Opal has been revered throughout the ages and across the continents with Opal deposits in the Middle East. In the first century it is believed that Hungarian Opals (from Cervenica or Cenowitz) were cut in Idar-Oberstein in Germany and traded back through the silk road (so that the Romans would not invade Hungary and plunder their wealth). Opals have also found their way (through mining or trade) to Mexico, Honduras and Aztec Peru.
Set with translucent White Opals the “Crown of Charlemagne” once adorned the head of the Holy Roman Emperor in the 10th Century. Albert Magnus described the incredible “Orphanus” Opal centrestone: “None like it has ever been seen.. Its hue is as though pure white snow flashed and sparkled with the colour of bright ruddy wine...it is a translucent stone, and there is a tradition that it shone at night-time”.
Mark Antony loved Opal and it is said that he so coveted an Opal owned by Roman Senator Nonius that Mark Antony banished the Senator after he refused to sell the almond sized stone, reputed to be worth 2,000,000 sesterces. Mark Antony is said to have coveted the Opal for his lover, Cleopatra.
The great Roman historian Pliny the elder wrote of the Opal as:
"Having the fire of the carbuncle (ruby or garnet), the glorious purple of amethyst, the sea green of emerald, and all those colours glittering together mixed in an incredible way."
The name “Opal” is derived from the sanskrit Upala “Precious Stone” and the Latin Opalus: “to see a colour change”.
Have you ever held a rainbow in your hand? Opals are the only gems on earth that capture rainbows, literally! A rainbow in the sky is formed because water molecules are trapped in air. In Opal the water molecules are trapped in-between silica molecules.
Opals are the only gemstones in the world where you can 'literally hold a rainbow in your hand'. The amazing thing about Opal that separates them from other gems is that rainbows are actually formed inside the gemstone which is the source of their unique and vibrant rainbow colour patterns. The catalytic process by which silica molecules align in perfect microscopic patterns and structures is still a scientific mystery. What we do know is that water molecules bond with silica forming a new molecule SiO.nH20 (Opal). As the molecules align in geometric patterns that are incredible well structured, aligned and formed (this is the part that Science cannot explain) the molecular process literally forms tiny microscopic rainbows inside the gem, and transforms the rainbow into a gemstone!
Australian Opal does the same thing as a rainbow except the water is stationary rather than moving. Every other gem depends on faceting or chemicals to generate rainbow colours but Australian Opal forms when water (H20) bonds with Silica (SiO2N2) to create a new unique, incredible gemstone we know and love as Opal (SiO2N2H2O). Literally Billions of molecules have to form in perfect alignment in order for the spectacular rainbows to form. If the molecules are scattered, then there is no colour (we call this Opal-without-colour "potch").
When you hold an Opal, you are essentially holding a fossilised rainbow!
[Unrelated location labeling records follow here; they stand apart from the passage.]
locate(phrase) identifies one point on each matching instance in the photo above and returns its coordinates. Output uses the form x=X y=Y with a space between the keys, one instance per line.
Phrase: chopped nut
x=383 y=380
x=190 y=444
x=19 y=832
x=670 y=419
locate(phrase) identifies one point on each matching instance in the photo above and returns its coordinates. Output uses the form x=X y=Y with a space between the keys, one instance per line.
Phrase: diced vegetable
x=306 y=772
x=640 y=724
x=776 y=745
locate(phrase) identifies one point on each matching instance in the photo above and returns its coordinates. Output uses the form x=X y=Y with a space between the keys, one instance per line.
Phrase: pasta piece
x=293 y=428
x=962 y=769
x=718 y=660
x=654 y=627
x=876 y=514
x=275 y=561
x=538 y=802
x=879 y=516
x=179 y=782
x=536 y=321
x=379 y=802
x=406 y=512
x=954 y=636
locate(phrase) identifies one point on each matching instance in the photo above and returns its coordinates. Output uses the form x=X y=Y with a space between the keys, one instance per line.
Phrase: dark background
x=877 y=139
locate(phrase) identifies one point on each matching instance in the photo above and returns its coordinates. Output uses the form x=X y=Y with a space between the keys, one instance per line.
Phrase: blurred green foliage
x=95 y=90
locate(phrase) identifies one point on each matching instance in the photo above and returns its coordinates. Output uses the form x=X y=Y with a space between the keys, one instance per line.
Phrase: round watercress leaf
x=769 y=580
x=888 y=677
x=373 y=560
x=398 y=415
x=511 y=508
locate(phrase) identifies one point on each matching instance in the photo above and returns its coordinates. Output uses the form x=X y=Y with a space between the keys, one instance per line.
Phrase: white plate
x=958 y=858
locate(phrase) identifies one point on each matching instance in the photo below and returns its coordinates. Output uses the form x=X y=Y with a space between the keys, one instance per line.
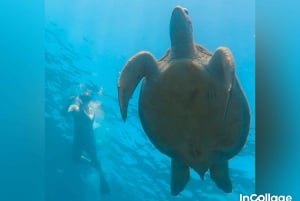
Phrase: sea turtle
x=191 y=105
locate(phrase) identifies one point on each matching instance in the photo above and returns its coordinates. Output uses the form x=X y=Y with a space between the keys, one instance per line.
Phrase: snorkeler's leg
x=95 y=162
x=77 y=150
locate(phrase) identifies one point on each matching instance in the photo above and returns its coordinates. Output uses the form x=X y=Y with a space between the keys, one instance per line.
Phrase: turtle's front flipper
x=141 y=65
x=219 y=172
x=180 y=176
x=222 y=67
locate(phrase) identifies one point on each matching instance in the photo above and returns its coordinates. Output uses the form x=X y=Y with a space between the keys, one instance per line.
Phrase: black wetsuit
x=84 y=138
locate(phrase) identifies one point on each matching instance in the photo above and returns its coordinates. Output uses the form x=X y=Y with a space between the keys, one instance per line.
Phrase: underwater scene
x=87 y=44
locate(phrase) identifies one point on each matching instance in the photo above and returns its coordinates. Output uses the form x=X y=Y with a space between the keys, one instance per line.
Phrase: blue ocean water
x=87 y=43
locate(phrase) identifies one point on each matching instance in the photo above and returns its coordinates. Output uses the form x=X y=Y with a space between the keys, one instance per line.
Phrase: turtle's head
x=181 y=30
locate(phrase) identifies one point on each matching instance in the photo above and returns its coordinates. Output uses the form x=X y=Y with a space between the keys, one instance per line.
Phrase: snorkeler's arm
x=73 y=108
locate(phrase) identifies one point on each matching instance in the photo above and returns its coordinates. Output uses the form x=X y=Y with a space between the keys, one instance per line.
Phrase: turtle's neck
x=183 y=50
x=181 y=34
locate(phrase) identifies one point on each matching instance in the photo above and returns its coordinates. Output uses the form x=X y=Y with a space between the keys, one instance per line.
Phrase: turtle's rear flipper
x=180 y=176
x=141 y=65
x=220 y=174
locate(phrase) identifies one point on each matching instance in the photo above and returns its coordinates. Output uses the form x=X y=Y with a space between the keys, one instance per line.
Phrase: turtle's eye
x=186 y=11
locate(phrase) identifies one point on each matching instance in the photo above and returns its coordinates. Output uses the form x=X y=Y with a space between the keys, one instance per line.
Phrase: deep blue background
x=22 y=99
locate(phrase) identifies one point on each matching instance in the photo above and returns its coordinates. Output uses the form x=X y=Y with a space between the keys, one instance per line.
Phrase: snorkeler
x=84 y=138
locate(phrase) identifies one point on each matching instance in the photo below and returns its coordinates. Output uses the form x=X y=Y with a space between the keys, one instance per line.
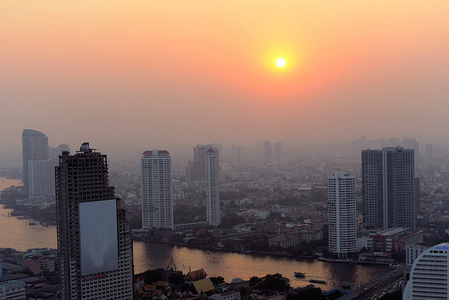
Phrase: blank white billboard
x=98 y=236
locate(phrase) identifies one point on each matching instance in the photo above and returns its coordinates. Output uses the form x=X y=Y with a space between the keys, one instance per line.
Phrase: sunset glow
x=280 y=62
x=138 y=61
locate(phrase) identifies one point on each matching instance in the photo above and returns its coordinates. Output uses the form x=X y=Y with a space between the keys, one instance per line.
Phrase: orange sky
x=161 y=74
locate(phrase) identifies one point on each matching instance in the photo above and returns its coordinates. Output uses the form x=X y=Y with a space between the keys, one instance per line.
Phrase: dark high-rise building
x=94 y=240
x=388 y=188
x=157 y=195
x=34 y=147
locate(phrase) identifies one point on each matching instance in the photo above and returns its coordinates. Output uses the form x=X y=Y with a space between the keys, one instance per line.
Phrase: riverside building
x=388 y=188
x=342 y=215
x=94 y=240
x=157 y=195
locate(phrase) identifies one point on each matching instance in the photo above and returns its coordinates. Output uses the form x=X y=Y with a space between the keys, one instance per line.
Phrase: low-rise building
x=12 y=290
x=232 y=295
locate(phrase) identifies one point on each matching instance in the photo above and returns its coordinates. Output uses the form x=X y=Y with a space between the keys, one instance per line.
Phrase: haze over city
x=131 y=76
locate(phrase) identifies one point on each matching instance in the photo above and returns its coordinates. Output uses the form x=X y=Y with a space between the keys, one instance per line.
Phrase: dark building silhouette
x=94 y=240
x=388 y=188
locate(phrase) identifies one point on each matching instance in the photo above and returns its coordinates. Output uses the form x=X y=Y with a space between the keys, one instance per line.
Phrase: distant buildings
x=39 y=162
x=41 y=179
x=267 y=151
x=157 y=194
x=212 y=187
x=277 y=151
x=237 y=154
x=196 y=169
x=34 y=147
x=388 y=188
x=429 y=275
x=94 y=240
x=429 y=152
x=342 y=215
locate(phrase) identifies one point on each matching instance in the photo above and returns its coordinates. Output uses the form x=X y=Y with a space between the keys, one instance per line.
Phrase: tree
x=176 y=278
x=276 y=282
x=217 y=280
x=255 y=281
x=152 y=276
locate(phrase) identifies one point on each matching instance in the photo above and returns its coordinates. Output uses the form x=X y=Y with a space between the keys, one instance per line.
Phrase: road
x=378 y=287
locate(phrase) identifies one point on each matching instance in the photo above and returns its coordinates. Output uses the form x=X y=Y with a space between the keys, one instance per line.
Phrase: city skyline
x=213 y=78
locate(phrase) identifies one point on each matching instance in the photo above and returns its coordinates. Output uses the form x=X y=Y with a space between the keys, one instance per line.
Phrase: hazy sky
x=163 y=74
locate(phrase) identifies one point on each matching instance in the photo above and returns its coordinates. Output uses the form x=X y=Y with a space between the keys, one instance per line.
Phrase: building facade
x=157 y=194
x=212 y=187
x=196 y=169
x=12 y=290
x=41 y=179
x=34 y=147
x=429 y=276
x=94 y=240
x=388 y=188
x=342 y=215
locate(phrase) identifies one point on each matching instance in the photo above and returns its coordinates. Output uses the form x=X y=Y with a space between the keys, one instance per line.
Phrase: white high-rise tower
x=212 y=187
x=157 y=197
x=342 y=215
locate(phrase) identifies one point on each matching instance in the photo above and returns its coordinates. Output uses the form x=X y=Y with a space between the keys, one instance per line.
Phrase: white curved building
x=429 y=275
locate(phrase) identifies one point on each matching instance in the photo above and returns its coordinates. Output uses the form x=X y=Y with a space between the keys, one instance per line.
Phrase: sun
x=280 y=62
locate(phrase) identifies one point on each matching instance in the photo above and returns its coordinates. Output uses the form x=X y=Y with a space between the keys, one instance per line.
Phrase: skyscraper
x=388 y=188
x=212 y=187
x=429 y=152
x=34 y=147
x=342 y=215
x=41 y=179
x=278 y=151
x=196 y=170
x=94 y=240
x=157 y=197
x=429 y=275
x=267 y=151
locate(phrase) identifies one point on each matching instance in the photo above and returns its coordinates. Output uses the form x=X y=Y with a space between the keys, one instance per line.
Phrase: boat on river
x=317 y=281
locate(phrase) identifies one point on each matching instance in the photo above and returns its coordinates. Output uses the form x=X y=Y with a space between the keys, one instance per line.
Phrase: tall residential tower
x=157 y=197
x=212 y=187
x=342 y=215
x=388 y=188
x=34 y=147
x=94 y=240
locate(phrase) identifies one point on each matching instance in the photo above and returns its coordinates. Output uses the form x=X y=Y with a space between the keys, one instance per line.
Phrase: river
x=18 y=234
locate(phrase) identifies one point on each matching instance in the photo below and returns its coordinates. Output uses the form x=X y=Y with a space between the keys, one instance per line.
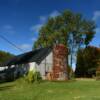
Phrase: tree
x=67 y=28
x=4 y=56
x=87 y=61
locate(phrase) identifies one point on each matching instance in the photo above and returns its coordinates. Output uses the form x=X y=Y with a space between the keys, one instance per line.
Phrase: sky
x=20 y=20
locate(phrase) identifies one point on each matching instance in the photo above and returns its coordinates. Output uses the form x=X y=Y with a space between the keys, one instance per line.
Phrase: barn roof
x=36 y=55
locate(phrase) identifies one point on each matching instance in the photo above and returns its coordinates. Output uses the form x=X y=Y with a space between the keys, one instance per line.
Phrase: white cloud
x=36 y=28
x=54 y=14
x=8 y=29
x=96 y=15
x=42 y=21
x=34 y=39
x=25 y=46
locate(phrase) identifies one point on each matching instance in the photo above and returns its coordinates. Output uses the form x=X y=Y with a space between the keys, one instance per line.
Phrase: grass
x=80 y=89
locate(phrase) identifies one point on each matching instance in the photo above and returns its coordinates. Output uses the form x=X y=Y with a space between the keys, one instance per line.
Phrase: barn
x=50 y=62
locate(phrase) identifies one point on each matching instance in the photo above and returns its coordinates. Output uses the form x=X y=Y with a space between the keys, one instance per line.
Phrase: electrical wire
x=5 y=39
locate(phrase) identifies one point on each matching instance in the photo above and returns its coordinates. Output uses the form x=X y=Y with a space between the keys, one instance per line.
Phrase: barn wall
x=45 y=66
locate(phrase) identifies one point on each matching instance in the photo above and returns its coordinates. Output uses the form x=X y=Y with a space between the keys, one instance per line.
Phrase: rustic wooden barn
x=50 y=62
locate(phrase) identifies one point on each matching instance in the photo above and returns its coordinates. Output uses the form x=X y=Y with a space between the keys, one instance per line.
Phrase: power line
x=11 y=43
Rainbow are formed when water molecules (H20) are suspended in air in a regular enough array to diffract the light that passes through them. As white light is 'split' (when it is slowed down because it has to pass through the water molecules) light splits into the colours of the spectrum, leading to the stunning colours that we know and love as rainbows.
These molecules over time fall (in the form of rain) into the earth, seeping through the soil and attracting silica (or sand) molecules from the outback Australian desert sands. This silica dissolves into the H20, forming a silicate-rich solution known as SiO2nH20. When this solution enters an underground cavity (which is sometimes formed by dinosaur fossils, belemnite, or another form of prehistoric marine animal), the H20 deposits the silicates as tiny spheres in a jelly-like water mass. In extremely rare cases the microscopic spheres are even and consistent in size and perfectly aligned.
The complexity of the molecular array is staggering! To give you an example, if you imagine a silica molecule to be a soccer ball, then an Opal diplaying a range of spectral (rainbow) colours would require a football stadium to be filled with millions and millions of soccer balls, but they would have to be lined up in perfect precision, row upon row, stacked together without any 'out-of-place' to form the precise structures that split the light into the colours of the rainbow.
If the soccer balls were just randomly stacked then the Opal would have no colour (we call this "potch" in the industry).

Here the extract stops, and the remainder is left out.